If the federal government is going to make doctors shift to the new ICD-10 diagnostic coding system, it should find a way to pay for the shift.
A committee at the American Medical Association (AMA) has made that argument in a packet prepared for the medical association’s House of Delegates interim meeting in National Harbor, Md.
The panel says the AMA should “seek federal legislative and regulatory reform to require funding assistance be provided to physician practices to alleviate the financial burdens associated with implementation costs, upgrades and staff training necessitated as part of the transition to ICD-10,” the panel says.
The standard now in common use, the ICD-9 standard, was developed in the 1970s. The World Health Organization designated the ICD-10 to be the old standard’s successor back in the 1990s.
The ICD-10 standard includes many more diagnosis codes than the ICD-9 standard.
Instead of simply offering a code for “dog bite,” for example, ICD-10 offers separate codes for dog bites involving an initial encounter with the dog and subsequent encounters, and it offers separate, related codes for people who have been struck by dogs or who have had other types of harmful encounters with dogs.

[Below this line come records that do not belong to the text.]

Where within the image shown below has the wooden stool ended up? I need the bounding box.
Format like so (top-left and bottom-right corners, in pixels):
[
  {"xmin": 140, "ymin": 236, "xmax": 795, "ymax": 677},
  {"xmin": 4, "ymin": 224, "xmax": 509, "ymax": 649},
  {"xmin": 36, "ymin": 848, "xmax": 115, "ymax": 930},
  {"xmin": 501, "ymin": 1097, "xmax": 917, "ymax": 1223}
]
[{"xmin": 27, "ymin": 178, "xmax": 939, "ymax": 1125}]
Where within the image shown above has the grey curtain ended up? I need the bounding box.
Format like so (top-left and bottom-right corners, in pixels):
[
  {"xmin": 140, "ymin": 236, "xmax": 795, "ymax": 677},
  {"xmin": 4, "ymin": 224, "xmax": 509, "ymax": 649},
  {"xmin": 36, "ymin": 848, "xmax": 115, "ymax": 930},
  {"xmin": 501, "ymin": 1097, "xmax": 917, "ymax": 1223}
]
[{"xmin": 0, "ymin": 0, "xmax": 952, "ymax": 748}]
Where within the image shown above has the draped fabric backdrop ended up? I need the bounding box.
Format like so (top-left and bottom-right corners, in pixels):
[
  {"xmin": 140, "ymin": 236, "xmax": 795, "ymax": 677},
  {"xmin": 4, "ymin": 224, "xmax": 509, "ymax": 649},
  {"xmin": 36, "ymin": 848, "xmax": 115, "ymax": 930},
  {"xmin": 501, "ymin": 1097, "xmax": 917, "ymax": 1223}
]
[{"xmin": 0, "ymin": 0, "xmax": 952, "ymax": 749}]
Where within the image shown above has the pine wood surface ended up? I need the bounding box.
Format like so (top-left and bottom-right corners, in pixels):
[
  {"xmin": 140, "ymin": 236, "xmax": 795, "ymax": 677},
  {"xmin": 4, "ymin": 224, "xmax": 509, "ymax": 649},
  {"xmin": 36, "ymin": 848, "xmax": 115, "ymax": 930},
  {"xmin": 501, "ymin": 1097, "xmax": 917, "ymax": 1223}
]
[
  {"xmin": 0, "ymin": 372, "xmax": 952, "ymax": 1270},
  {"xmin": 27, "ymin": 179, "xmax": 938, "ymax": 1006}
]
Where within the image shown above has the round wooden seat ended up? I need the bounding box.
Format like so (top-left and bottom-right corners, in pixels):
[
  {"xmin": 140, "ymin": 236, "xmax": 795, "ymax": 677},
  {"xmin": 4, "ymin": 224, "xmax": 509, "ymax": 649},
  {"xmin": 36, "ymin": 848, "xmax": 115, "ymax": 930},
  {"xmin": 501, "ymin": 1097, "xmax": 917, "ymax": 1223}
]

The greater level of detail could make the new standard better for research and some types of insurance claims analysis, but learning and using all of those extra codes is difficult, and shifting to systems that can handle the new standard is also difficult, especially at a time when the federal government is pushing providers to shift to using electronic health record systems, the AMA panel says.
Originally, the U.S. Department of Health and Human Services (HHS) said it would require doctors, hospitals, insurers and others to shift to the new system Oct. 1, 2013. HHS later pushed the deadline back to Oct. 1, 2014.
The House of Delegates also is looking at topics such as efforts to change the Medicare physician payment system and efforts to improve the Patient Protection and Affordable Care Act (PPACA).